A moon base could enable NASA to build unprecedented radio telescopes, far from the polluting hum of human activities on Earth. Astronauts there could also test technologies that might help them live on Mars and collect evidence that could paint a better picture of the violent collision that created the moon. A lunar base could even spur an off-world economy, perhaps one built around lunar space tourism.
"A permanent human research station on the moon is the next logical step. It's only three days away. We can afford to get it wrong and not kill everybody," Chris Hadfield, a former astronaut, previously told Business Insider. "And we have a whole bunch of stuff we have to invent and then test in order to learn before we can go deeper out."
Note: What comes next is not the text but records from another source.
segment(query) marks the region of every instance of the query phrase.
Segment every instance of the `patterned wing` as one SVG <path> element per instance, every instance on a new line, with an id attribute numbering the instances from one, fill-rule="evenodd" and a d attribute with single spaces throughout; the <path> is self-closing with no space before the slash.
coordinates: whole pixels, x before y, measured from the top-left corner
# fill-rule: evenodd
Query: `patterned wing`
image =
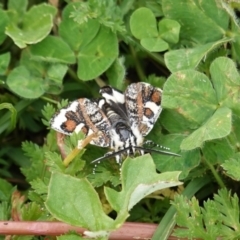
<path id="1" fill-rule="evenodd" d="M 125 105 L 131 125 L 138 125 L 146 136 L 157 121 L 161 108 L 162 90 L 148 83 L 133 83 L 125 91 Z"/>
<path id="2" fill-rule="evenodd" d="M 50 124 L 54 130 L 67 135 L 80 131 L 86 136 L 98 133 L 90 143 L 100 147 L 110 146 L 111 124 L 98 104 L 87 98 L 80 98 L 62 108 L 52 117 Z"/>
<path id="3" fill-rule="evenodd" d="M 99 93 L 116 114 L 121 116 L 126 122 L 129 121 L 125 108 L 125 96 L 121 91 L 110 86 L 105 86 L 100 89 Z"/>

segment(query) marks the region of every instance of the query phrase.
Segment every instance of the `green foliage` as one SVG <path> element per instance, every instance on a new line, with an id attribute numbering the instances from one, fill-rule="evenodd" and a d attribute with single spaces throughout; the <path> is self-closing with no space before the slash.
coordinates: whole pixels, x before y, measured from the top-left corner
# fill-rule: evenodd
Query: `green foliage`
<path id="1" fill-rule="evenodd" d="M 178 236 L 239 238 L 238 198 L 230 197 L 231 189 L 239 192 L 240 180 L 239 4 L 50 2 L 0 4 L 0 177 L 27 190 L 23 196 L 0 178 L 0 219 L 56 217 L 87 227 L 90 237 L 106 238 L 134 205 L 139 210 L 134 216 L 144 212 L 142 220 L 159 221 L 161 203 L 143 198 L 178 185 L 174 172 L 181 172 L 188 198 L 203 187 L 200 200 L 211 197 L 213 185 L 228 191 L 203 207 L 197 199 L 177 198 L 177 224 L 187 228 L 177 230 Z M 77 149 L 83 134 L 61 138 L 49 129 L 51 117 L 70 101 L 98 98 L 104 85 L 124 91 L 137 81 L 163 89 L 163 112 L 147 138 L 180 157 L 153 153 L 127 159 L 121 171 L 113 159 L 93 166 L 108 149 L 87 142 Z M 167 239 L 175 224 L 176 210 L 165 208 L 154 239 Z M 115 220 L 107 215 L 113 209 Z"/>
<path id="2" fill-rule="evenodd" d="M 239 199 L 222 189 L 200 207 L 198 200 L 178 196 L 173 202 L 177 209 L 175 236 L 200 239 L 239 239 Z"/>
<path id="3" fill-rule="evenodd" d="M 115 221 L 104 213 L 97 192 L 84 178 L 76 179 L 54 173 L 50 180 L 46 206 L 61 221 L 83 226 L 93 234 L 101 231 L 102 235 L 107 235 L 108 231 L 117 229 L 124 223 L 131 208 L 143 197 L 156 190 L 180 185 L 178 175 L 179 172 L 157 174 L 149 155 L 125 160 L 121 173 L 122 191 L 104 189 L 109 204 L 118 214 Z M 71 194 L 73 192 L 74 195 Z"/>

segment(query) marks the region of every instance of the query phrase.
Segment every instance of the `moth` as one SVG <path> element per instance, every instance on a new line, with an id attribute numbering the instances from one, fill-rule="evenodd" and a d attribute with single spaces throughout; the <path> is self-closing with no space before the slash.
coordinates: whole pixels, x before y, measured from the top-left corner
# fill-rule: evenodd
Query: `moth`
<path id="1" fill-rule="evenodd" d="M 161 111 L 162 90 L 148 83 L 132 83 L 125 92 L 105 86 L 102 98 L 80 98 L 62 108 L 50 120 L 51 128 L 66 135 L 82 131 L 85 136 L 95 133 L 90 144 L 108 147 L 112 151 L 92 163 L 135 153 L 158 152 L 178 154 L 143 147 L 144 137 L 152 130 Z"/>

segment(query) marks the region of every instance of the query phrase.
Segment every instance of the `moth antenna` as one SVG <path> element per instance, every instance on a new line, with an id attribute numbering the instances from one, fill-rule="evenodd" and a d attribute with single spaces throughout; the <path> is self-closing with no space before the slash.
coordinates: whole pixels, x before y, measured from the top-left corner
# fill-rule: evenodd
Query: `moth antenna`
<path id="1" fill-rule="evenodd" d="M 91 164 L 92 163 L 96 163 L 96 162 L 100 162 L 100 161 L 103 161 L 103 160 L 106 160 L 108 158 L 112 158 L 112 157 L 115 157 L 116 155 L 120 155 L 121 153 L 124 153 L 126 152 L 128 149 L 130 149 L 131 147 L 127 147 L 127 148 L 124 148 L 124 149 L 121 149 L 117 152 L 110 152 L 110 153 L 107 153 L 105 154 L 104 156 L 100 157 L 100 158 L 97 158 L 95 160 L 93 160 L 92 162 L 90 162 Z"/>
<path id="2" fill-rule="evenodd" d="M 181 155 L 179 155 L 177 153 L 168 152 L 168 151 L 162 151 L 162 150 L 156 150 L 156 149 L 152 149 L 152 148 L 144 148 L 144 147 L 138 147 L 138 146 L 134 146 L 134 148 L 139 149 L 139 150 L 143 150 L 143 151 L 148 152 L 148 153 L 154 152 L 154 153 L 163 154 L 163 155 L 181 157 Z"/>

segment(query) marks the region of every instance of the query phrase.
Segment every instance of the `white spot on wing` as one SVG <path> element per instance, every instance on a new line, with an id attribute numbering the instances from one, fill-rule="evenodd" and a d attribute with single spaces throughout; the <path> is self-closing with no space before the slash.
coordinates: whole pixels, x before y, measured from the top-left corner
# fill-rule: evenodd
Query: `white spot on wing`
<path id="1" fill-rule="evenodd" d="M 77 106 L 79 105 L 78 101 L 73 101 L 72 103 L 70 103 L 68 105 L 67 108 L 63 108 L 59 111 L 59 113 L 57 113 L 52 119 L 51 119 L 51 128 L 53 128 L 54 130 L 70 135 L 71 133 L 64 131 L 61 128 L 61 125 L 67 121 L 67 118 L 65 117 L 66 113 L 69 111 L 73 111 L 76 112 L 77 110 Z"/>

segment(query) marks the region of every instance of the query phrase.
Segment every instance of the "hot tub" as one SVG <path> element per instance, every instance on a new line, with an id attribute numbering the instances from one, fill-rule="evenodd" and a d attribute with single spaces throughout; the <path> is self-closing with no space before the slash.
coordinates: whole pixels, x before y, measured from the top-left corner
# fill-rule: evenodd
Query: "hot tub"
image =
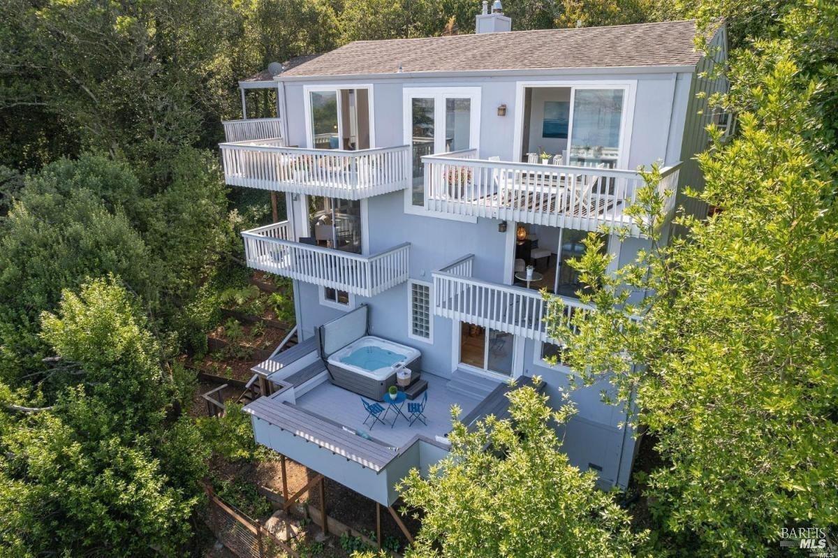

A major prerequisite for making the moon base possible — and one of the goals of the Artemis program — is to scout for and harvest lunar ice. That's because water can give humans something to drink and grow food with, and it can also be split into hydrogen and oxygen. The two fuels can then be used as power rockets and pursue more ambitious deep-space exploration.
The rover will map water on the moon's unexplored south pole
If successful, NASA's moon rover will be the first machine to ever land on the moon's south pole (without deliberately crashing into it, that is).
The golf-cart-size VIPER robot is scheduled to land in December 2022 and spend about 100 days collecting data. It will map the south pole's water ice for the first time. Using that data, NASA plans to build the first global water resource maps of the moon.
Those maps will be crucial to planning and fueling a lunar base.
"Since the confirmation of lunar water ice 10 years ago, the question now is if the moon could really contain the amount of resources we need to live off-world," Daniel Andrews, the mission's project manger, said in October. "This rover will help us answer the many questions we have about where the water is, and how much there is for us to use."
In 2021 and 2022, NASA plans to send versions of the rover's water-hunting instruments to the moon to test them out.
"We're doing something that's never been done before – testing the instruments on the moon as the rover is being developed," Thomas Zurbuchen, NASA's Associate Administrator for Science, said in the release. "VIPER and the many payloads we will send to the lunar surface in the next few years are going to help us realize the moon's vast scientific potential."